Publish OpenAPI artifacts via API.

Source: granite4.1:8b-q6_K@2026-05-19

Confidence: high
Feature Low

Add production index endpoint to runtime.

Add production index endpoint to runtime.

Source: granite4.1:8b-q6_K@2026-05-19

Confidence: high
Feature Low

Add advisory lookup and package matching to intel.

Add advisory lookup and package matching to intel.

Source: granite4.1:8b-q6_K@2026-05-19

Confidence: high
Feature Low

Emit Agent BOM manifest via inventory.

Emit Agent BOM manifest via inventory.

Source: granite4.1:8b-q6_K@2026-05-19

Confidence: high
Feature Low

Add accountable authorization trace to runtime.

Add accountable authorization trace to runtime.

Source: granite4.1:8b-q6_K@2026-05-19

Confidence: high
Feature Low

Add role profile blueprints to runtime.

Add role profile blueprints to runtime.

Source: granite4.1:8b-q6_K@2026-05-19

Confidence: high
Bugfix Medium

Derive CVE remediation guidance from reports.

Derive CVE remediation guidance from reports.

Source: granite4.1:8b-q6_K@2026-05-19

Confidence: high
Bugfix Low

Clarify optional runtime extras in CLI.

Clarify optional runtime extras in CLI.

Source: granite4.1:8b-q6_K@2026-05-19

Confidence: high
Bugfix Low

Quiet doctor MCP discovery output in CLI.

Quiet doctor MCP discovery output in CLI.

Source: granite4.1:8b-q6_K@2026-05-19

Confidence: high
Bugfix Low

Reduce docs PII false positives for secrets.

Reduce docs PII false positives for secrets.

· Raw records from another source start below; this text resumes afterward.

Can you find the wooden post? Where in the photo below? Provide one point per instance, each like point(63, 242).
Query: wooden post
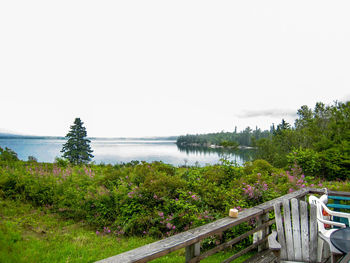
point(193, 251)
point(263, 233)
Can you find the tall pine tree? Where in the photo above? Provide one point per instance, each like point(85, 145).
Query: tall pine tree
point(77, 148)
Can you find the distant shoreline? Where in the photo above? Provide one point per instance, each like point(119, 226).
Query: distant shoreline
point(15, 136)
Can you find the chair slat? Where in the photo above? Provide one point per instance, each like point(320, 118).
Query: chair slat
point(280, 230)
point(296, 229)
point(288, 229)
point(305, 239)
point(313, 233)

Source: granite4.1:8b-q6_K@2026-05-19

Confidence: high
Bugfix Low

Expose static schema type aliases in graph.

Expose static schema type aliases in graph.

Source: granite4.1:8b-q6_K@2026-05-19

Confidence: high
Bugfix Low

Dispatch required checks for current PRs in CI.

Dispatch required checks for current PRs in CI.

Source: granite4.1:8b-q6_K@2026-05-19

Confidence: high
Bugfix Low

Harden scorecard dependency signals in CI.

Harden scorecard dependency signals in CI.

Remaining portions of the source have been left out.